TcpExtTCPACKSkippedSynRecv
------------------------
In this test, we send 3 same SYN packets from client to server. The
first SYN will let server create a socket, set it to Syn-Recv status,
and reply a SYN/ACK. The second SYN will let server reply the SYN/ACK
again, and record the reply time (the duplicate ACK reply time). The
third SYN will let server check the previous duplicate ACK reply time,
and decide to skip the duplicate ACK, then increase the
TcpExtTCPACKSkippedSynRecv counter.

Run tcpdump to capture a SYN packet::

  nstatuser@nstat-a:~$ sudo tcpdump -c 1 -w /tmp/syn.pcap port 9000
  tcpdump: listening on ens3, link-type EN10MB (Ethernet), capture size 262144 bytes

Open another terminal, run nc command::

  nstatuser@nstat-a:~$ nc nstat-b 9000

As the nstat-b didn't listen on port 9000, it should reply a RST, and
the nc command exited immediately. It was enough for the tcpdump
command to capture a SYN packet. A linux server might use hardware
offload for the TCP checksum, so the checksum in the /tmp/syn.pcap
might be not correct.
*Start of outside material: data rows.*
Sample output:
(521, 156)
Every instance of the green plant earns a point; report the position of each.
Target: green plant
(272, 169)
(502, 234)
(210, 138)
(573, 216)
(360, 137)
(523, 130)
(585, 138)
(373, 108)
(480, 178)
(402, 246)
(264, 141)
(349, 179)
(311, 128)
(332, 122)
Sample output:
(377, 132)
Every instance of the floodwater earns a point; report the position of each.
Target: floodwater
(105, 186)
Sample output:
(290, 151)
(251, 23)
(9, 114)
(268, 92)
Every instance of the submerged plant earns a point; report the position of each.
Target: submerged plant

We call tcprewrite to fix it::

  nstatuser@nstat-a:~$ tcprewrite --infile=/tmp/syn.pcap --outfile=/tmp/syn_fixcsum.pcap --fixcsum

On nstat-b, we run nc to listen on port 9000::

  nstatuser@nstat-b:~$ nc -lkv 9000
  Listening on [0.0.0.0] (family 0, port 9000)
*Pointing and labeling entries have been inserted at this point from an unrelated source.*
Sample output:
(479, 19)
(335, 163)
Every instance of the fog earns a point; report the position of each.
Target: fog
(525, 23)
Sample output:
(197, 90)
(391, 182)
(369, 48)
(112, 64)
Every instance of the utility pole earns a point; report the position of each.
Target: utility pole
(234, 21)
On nstat-a, we blocked the packet from port 9000, or nstat-a would send
RST to nstat-b::

  nstatuser@nstat-a:~$ sudo iptables -A INPUT -p tcp --sport 9000 -j DROP

Send 3 SYN repeatly to nstat-b::

  nstatuser@nstat-a:~$ for i in {1..3}; do sudo tcpreplay -i ens3 /tmp/syn_fixcsum.pcap; done

Check snmp cunter on nstat-b::

  nstatuser@nstat-b:~$ nstat | grep -i skip
  TcpExtTCPACKSkippedSynRecv      1                  0.0

As we expected, TcpExtTCPACKSkippedSynRecv is 1.

TcpExtTCPACKSkippedPAWS
----------------------
To trigger PAWS, we could send an old SYN.
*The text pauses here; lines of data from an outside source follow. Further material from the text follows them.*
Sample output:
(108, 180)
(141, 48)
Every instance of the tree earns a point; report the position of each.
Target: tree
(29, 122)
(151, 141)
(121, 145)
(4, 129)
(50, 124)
On nstat-b, let nc listen on port 9000::

  nstatuser@nstat-b:~$ nc -lkv 9000
  Listening on [0.0.0.0] (family 0, port 9000)

On nstat-a, run tcpdump to capture a SYN::

  nstatuser@nstat-a:~$ sudo tcpdump -w /tmp/paws_pre.pcap -c 1 port 9000
  tcpdump: listening on ens3, link-type EN10MB (Ethernet), capture size 262144 bytes

On nstat-a, run nc as a client to connect nstat-b::

  nstatuser@nstat-a:~$ nc -v nstat-b 9000
  Connection to nstat-b 9000 port [tcp/*] succeeded!

Now the tcpdump has captured the SYN and exit. We should fix the
checksum::

  nstatuser@nstat-a:~$ tcprewrite --infile /tmp/paws_pre.pcap --outfile /tmp/paws.pcap --fixcsum

Send the SYN packet twice::

  nstatuser@nstat-a:~$ for i in {1..2}; do sudo tcpreplay -i ens3 /tmp/paws.pcap; done

On nstat-b, check the snmp counter::

  nstatuser@nstat-b:~$ nstat | grep -i skip
  TcpExtTCPACKSkippedPAWS         1                  0.0

We sent two SYN via tcpreplay, both of them would let PAWS check
failed, the nstat-b replied an ACK for the first SYN, skipped the ACK
for the second SYN, and updated TcpExtTCPACKSkippedPAWS.

TcpExtTCPACKSkippedSeq
--------------------
To trigger TcpExtTCPACKSkippedSeq, we send packets which have valid
timestamp (to pass PAWS check) but the sequence number is out of
window. The linux TCP stack would avoid to skip if the packet has
data, so we need a pure ACK packet. To generate such a packet, we
could create two sockets: one on port 9000, another on port 9001. Then
we capture an ACK on port 9001, change the source/destination port
numbers to match the port 9000 socket. Then we could trigger
TcpExtTCPACKSkippedSeq via this packet.

On nstat-b, open two terminals, run two nc commands to listen on both
port 9000 and port 9001::

  nstatuser@nstat-b:~$ nc -lkv 9000
  Listening on [0.0.0.0] (family 0, port 9000)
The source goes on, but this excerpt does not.